Tenants in What?! TIC's - The Most Underrated Way to Own Property

July 15, 2024

Shedding light on Tenants in Common (TICs)

So you and your friend want to buy a home together. Amazing! Now what?

In the evolving landscape of homeownership, Tenants in Common (TIC) stands out as an often misunderstood yet highly advantageous option for shared ownership. Despite its potential to revolutionize property (co)ownership, many harbor misconceptions about what TIC truly entails. Let's debunk some common myths and shed light on why Tenancy in Common might just be the perfect fit for aspiring homeowners.

What is Tenancy in Common?

Tenancy in Common is a form of property (co)ownership where two or more individuals hold title to a property together, with each owning an undivided interest. Unlike Joint Tenancy, TIC allows for different ownership percentages and does not include the right of survivorship, meaning an owner’s share can be passed down to heirs or sold independently.

Common Misconceptions About Tenancy in Common

Misconception 1: TIC is too complicated and risky.

Reality: While it involves legal considerations, TIC agreements can be meticulously crafted to address potential risks. Clear agreements and proper legal advice can mitigate complications, making TIC a straightforward option for (co)ownership.

Misconception 2: TIC owners must share all decisions equally.

Reality: TIC allows for flexibility in decision-making. Ownership shares can be unequal, and decisions can be made proportionally based on ownership interest, ensuring fair and efficient management.

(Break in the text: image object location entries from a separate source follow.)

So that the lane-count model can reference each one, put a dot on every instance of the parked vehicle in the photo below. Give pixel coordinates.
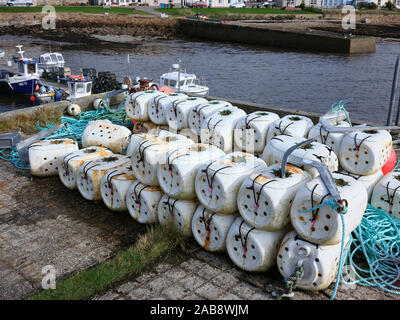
(198, 4)
(26, 3)
(237, 5)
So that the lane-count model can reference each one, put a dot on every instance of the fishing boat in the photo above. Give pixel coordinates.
(24, 80)
(180, 81)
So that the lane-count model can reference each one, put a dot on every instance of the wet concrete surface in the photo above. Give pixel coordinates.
(43, 223)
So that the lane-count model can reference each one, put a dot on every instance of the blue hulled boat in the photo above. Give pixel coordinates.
(24, 80)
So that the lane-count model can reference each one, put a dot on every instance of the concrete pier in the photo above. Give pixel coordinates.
(310, 41)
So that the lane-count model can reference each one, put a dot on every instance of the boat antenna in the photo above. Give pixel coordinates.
(20, 50)
(179, 75)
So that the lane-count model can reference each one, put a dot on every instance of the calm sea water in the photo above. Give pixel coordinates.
(297, 80)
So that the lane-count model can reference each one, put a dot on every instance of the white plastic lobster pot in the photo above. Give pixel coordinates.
(114, 187)
(386, 194)
(148, 154)
(105, 134)
(210, 229)
(264, 199)
(136, 105)
(251, 131)
(320, 263)
(369, 182)
(218, 182)
(277, 146)
(160, 104)
(331, 139)
(365, 152)
(252, 249)
(179, 212)
(324, 225)
(45, 155)
(90, 173)
(292, 125)
(142, 202)
(178, 112)
(200, 113)
(218, 128)
(70, 163)
(177, 173)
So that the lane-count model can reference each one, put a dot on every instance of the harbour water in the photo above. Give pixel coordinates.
(291, 79)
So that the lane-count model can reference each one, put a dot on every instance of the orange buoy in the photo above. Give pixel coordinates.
(390, 164)
(166, 89)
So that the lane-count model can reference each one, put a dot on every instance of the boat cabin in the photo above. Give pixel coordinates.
(79, 86)
(51, 59)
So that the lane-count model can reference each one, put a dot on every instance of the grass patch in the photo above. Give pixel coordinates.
(223, 11)
(157, 242)
(80, 9)
(28, 123)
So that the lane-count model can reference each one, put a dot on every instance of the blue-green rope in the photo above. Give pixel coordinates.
(337, 106)
(377, 238)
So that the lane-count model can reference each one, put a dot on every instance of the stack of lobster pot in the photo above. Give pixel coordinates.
(292, 125)
(176, 176)
(136, 105)
(251, 131)
(178, 112)
(114, 187)
(45, 155)
(264, 202)
(90, 173)
(71, 162)
(316, 243)
(365, 155)
(159, 105)
(105, 134)
(148, 151)
(331, 139)
(218, 128)
(217, 185)
(386, 194)
(200, 113)
(277, 146)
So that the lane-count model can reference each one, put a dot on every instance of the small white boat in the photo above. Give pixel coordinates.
(183, 82)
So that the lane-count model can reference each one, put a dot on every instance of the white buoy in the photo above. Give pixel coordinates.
(179, 212)
(277, 146)
(142, 202)
(210, 229)
(136, 105)
(386, 194)
(365, 152)
(73, 110)
(265, 198)
(319, 263)
(70, 163)
(292, 125)
(176, 175)
(159, 105)
(178, 112)
(90, 173)
(199, 113)
(114, 187)
(251, 131)
(148, 154)
(252, 249)
(218, 128)
(105, 134)
(217, 182)
(45, 155)
(324, 225)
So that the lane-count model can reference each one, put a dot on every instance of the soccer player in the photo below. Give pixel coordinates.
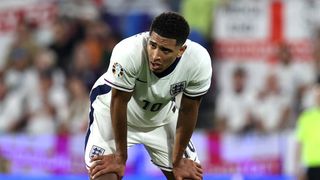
(133, 102)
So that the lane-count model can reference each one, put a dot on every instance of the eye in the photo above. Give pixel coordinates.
(153, 45)
(165, 51)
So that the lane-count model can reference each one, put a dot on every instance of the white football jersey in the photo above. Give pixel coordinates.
(152, 99)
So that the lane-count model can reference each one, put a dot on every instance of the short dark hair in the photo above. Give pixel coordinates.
(171, 25)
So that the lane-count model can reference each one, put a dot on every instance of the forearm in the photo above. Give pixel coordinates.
(119, 121)
(187, 119)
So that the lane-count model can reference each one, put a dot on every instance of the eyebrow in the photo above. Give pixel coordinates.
(160, 47)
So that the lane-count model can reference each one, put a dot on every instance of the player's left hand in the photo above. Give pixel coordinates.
(187, 169)
(106, 164)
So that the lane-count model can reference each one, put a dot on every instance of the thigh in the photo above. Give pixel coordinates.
(100, 139)
(159, 144)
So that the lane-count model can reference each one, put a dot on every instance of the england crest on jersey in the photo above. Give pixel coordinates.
(177, 88)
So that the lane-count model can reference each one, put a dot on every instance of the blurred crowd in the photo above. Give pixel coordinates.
(46, 78)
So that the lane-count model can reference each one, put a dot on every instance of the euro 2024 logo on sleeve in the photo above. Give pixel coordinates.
(96, 151)
(117, 70)
(177, 88)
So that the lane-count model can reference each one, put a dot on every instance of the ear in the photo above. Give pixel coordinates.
(181, 50)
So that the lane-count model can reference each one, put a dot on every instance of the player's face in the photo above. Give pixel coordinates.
(162, 52)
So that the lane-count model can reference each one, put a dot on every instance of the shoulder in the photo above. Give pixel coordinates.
(197, 56)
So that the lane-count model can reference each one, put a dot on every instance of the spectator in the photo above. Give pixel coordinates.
(9, 100)
(77, 119)
(234, 108)
(47, 107)
(272, 109)
(292, 76)
(308, 136)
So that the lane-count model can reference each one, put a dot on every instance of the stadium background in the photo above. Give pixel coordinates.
(62, 46)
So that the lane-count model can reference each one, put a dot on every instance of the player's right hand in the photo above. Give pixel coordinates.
(187, 169)
(111, 163)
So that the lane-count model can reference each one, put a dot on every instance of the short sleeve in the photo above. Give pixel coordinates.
(200, 78)
(122, 70)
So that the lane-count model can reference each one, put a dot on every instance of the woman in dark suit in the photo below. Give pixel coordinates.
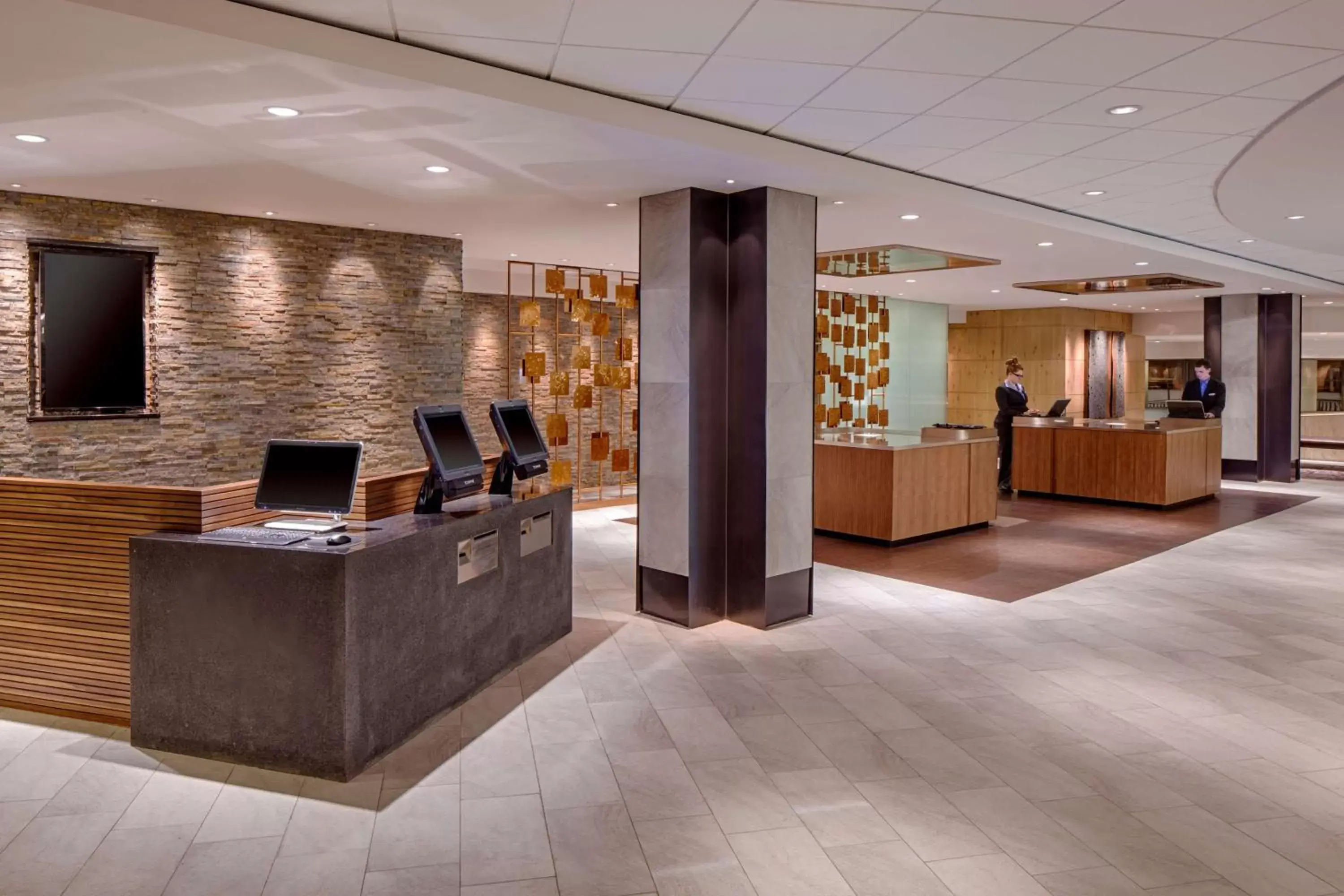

Misconception 3: Financing a TIC property is nearly impossible.

Reality: While traditional mortgage lenders may be less familiar with TIC, specialized lenders and TIC-friendly financial institutions offer mortgage solutions tailored to TIC arrangements, making financing accessible.

Misconception 4: Selling a TIC interest is difficult and restrictive.

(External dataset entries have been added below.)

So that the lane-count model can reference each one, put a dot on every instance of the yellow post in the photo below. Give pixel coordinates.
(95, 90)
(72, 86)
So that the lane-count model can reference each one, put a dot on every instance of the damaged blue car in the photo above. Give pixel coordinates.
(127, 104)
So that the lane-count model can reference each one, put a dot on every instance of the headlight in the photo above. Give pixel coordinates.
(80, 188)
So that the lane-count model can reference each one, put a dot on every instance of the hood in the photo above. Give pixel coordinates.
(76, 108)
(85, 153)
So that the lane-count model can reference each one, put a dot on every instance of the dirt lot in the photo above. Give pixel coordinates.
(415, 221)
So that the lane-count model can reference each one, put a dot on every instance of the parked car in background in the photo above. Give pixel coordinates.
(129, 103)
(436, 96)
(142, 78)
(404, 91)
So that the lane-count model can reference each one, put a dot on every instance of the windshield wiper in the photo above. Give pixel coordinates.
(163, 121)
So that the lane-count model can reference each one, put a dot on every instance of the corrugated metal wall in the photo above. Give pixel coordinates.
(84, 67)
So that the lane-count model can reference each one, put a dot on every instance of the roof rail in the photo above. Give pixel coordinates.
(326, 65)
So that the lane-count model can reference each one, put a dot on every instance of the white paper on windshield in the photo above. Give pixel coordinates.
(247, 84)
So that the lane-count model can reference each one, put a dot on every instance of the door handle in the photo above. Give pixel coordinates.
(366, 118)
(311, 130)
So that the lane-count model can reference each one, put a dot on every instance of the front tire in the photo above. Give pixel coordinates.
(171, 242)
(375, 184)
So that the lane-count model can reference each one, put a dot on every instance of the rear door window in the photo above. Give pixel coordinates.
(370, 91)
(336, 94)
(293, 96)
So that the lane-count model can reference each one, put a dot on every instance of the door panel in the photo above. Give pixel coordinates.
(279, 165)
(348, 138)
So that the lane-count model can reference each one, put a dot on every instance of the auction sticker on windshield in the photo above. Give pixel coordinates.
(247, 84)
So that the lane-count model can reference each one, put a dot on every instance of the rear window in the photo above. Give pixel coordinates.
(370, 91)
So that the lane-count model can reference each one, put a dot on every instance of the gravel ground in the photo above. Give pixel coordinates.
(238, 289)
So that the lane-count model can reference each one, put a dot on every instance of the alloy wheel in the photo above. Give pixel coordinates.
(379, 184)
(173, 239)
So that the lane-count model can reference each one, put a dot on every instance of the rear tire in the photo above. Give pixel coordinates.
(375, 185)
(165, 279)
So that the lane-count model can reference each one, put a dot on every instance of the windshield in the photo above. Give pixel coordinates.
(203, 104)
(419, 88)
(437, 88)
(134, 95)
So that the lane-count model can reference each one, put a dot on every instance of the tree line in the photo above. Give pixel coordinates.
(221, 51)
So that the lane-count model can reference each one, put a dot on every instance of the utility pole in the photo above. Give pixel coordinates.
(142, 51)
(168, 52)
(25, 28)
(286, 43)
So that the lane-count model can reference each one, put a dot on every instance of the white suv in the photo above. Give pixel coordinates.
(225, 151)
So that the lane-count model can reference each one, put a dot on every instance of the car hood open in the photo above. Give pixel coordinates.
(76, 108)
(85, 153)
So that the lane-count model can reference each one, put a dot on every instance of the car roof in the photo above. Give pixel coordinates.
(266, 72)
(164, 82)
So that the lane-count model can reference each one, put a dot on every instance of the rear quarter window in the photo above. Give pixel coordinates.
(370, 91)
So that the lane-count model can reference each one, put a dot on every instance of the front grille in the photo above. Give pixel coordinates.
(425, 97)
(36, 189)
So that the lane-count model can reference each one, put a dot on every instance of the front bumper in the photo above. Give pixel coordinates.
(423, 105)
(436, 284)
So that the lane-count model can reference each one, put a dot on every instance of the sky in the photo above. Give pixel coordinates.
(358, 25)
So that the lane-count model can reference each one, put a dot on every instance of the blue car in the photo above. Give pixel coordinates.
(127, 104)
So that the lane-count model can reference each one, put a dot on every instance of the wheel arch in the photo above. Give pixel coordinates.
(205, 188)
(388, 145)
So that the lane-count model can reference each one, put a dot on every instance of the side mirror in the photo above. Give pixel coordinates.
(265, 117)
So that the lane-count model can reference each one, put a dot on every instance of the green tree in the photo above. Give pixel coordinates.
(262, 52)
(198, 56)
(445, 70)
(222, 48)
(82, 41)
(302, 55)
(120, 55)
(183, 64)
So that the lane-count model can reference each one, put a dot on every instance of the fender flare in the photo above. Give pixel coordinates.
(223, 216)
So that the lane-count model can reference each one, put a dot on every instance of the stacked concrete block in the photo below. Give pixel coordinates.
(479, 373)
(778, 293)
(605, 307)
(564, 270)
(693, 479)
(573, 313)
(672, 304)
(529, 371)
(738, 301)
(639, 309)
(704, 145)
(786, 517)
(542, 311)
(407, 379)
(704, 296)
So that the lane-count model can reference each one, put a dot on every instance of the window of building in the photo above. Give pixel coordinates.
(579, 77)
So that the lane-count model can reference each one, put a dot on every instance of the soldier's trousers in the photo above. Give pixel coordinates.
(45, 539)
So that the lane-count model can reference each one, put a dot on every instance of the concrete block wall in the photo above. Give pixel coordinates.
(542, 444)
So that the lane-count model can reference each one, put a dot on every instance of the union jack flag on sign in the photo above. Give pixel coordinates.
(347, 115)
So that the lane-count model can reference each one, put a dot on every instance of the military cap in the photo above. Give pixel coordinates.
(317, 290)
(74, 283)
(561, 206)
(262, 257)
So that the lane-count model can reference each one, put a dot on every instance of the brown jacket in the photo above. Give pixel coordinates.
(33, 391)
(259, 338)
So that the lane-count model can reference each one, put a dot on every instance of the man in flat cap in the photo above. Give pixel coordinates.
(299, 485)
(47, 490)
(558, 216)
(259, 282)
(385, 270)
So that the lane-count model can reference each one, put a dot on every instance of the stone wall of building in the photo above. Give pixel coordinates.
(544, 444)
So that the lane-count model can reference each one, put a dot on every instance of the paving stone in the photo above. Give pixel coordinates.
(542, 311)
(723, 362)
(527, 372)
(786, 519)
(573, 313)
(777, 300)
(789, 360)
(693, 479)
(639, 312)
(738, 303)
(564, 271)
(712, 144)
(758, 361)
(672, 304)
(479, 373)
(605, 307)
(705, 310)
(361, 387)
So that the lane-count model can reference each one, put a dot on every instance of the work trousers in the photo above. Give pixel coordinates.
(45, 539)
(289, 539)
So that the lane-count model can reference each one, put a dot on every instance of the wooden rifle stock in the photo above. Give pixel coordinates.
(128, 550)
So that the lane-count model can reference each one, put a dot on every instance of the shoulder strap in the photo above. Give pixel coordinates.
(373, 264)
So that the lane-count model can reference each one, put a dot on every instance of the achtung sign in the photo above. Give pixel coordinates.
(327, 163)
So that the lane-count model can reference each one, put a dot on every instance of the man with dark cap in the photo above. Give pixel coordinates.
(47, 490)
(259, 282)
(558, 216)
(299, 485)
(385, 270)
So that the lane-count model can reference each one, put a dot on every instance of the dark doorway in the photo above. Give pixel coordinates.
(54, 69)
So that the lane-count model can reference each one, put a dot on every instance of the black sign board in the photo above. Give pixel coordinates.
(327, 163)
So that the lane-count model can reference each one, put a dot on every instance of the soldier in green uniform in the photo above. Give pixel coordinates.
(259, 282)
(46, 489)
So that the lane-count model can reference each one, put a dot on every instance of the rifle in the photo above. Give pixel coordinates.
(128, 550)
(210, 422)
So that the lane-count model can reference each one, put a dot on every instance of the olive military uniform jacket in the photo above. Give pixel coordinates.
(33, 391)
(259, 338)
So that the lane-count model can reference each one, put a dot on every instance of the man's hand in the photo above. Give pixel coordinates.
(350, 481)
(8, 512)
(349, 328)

Reality: TIC owners have the right to sell their share independently. With a robust TIC agreement in place, selling an interest can be as straightforward as selling any other property interest, provided the terms are clearly outlined.

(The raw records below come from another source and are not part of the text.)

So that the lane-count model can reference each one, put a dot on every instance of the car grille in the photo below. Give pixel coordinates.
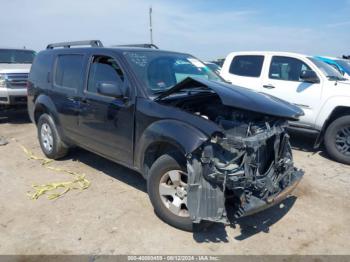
(16, 80)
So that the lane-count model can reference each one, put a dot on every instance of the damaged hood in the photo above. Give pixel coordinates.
(240, 97)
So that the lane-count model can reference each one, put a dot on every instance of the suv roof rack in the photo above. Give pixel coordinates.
(92, 43)
(139, 45)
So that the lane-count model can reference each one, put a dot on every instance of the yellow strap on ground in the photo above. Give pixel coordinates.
(79, 181)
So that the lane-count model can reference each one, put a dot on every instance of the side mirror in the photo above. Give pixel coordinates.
(109, 88)
(309, 76)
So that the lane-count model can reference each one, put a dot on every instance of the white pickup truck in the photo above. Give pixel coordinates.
(320, 90)
(14, 69)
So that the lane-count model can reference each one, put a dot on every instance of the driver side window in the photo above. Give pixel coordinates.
(104, 69)
(286, 68)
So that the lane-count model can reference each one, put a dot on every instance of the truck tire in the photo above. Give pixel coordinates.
(50, 141)
(165, 185)
(337, 140)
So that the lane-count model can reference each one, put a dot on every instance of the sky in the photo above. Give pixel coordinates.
(204, 28)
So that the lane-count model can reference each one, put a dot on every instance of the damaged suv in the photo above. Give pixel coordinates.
(202, 145)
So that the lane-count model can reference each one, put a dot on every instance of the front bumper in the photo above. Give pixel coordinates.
(263, 176)
(10, 96)
(257, 205)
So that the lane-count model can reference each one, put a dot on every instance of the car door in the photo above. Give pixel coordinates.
(283, 81)
(245, 71)
(67, 81)
(106, 123)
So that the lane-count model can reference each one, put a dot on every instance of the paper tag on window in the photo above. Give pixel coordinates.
(196, 62)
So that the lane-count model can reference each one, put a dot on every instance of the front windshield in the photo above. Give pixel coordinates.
(13, 56)
(162, 70)
(327, 70)
(345, 65)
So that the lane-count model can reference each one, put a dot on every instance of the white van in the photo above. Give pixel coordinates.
(320, 90)
(14, 70)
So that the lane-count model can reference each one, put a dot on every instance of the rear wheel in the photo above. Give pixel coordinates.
(337, 140)
(49, 138)
(167, 189)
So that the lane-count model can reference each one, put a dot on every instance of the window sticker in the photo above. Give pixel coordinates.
(196, 62)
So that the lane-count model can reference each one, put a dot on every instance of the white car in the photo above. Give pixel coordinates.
(14, 69)
(320, 90)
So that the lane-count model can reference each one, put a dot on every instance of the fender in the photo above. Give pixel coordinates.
(179, 134)
(325, 113)
(44, 102)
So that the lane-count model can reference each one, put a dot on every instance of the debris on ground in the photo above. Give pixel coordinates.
(78, 182)
(3, 141)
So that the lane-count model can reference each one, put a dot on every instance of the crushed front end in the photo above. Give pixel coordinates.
(248, 166)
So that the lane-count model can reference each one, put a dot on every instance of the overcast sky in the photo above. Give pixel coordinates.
(206, 29)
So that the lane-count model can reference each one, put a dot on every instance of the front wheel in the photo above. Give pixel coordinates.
(49, 138)
(167, 189)
(337, 140)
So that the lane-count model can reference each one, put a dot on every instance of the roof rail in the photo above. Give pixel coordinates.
(139, 45)
(92, 43)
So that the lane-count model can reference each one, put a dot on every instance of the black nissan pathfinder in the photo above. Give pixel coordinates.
(201, 143)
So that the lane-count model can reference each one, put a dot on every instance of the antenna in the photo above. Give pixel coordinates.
(150, 24)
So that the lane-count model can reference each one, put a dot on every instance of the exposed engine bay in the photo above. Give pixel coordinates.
(248, 164)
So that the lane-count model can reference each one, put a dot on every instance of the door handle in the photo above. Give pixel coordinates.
(268, 86)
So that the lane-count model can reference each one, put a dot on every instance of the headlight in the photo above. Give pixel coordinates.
(2, 80)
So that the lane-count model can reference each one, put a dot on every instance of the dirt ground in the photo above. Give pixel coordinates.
(114, 216)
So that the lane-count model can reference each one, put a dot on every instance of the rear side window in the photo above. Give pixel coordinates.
(247, 65)
(41, 68)
(69, 70)
(286, 68)
(104, 69)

Misconception 5: TIC only works for family members or close friends.

Reality: While TIC is popular among families and friends, it is equally suitable for unrelated individuals seeking shared ownership. It offers a viable solution for diverse groups looking to enter the housing market together.

Benefits of Tenancy in Common

  1. Accessibility: TIC lowers the barrier to homeownership, allowing multiple parties to pool resources and purchase property collectively, making high-value real estate more accessible.
  2. Flexibility: Owners can determine their ownership percentage, accommodating varying financial contributions and circumstances. This flexibility extends to decision-making and property management, tailored to the group's preferences.
  3. Investment Potential: TIC offers a unique investment opportunity. Owners can benefit from property appreciation and rental income, diversifying their investment portfolio with real estate.
  4. Estate Planning: TIC provides a seamless way to manage estate planning. Owners can pass their share to heirs without complications associated with joint tenancy's right of survivorship.

Conclusion

Tenancy in Common is an under-appreciated construct in the universe of alternative homeownership. By understanding and dispelling common misconceptions, potential homeowners can unlock the benefits of TICs, making it a practical and rewarding choice for (co)owning property with others. Whether you're family, friends, or simply like-minded individuals, TICs provides the structure and flexibility needed to achieve your homeownership dreams collectively.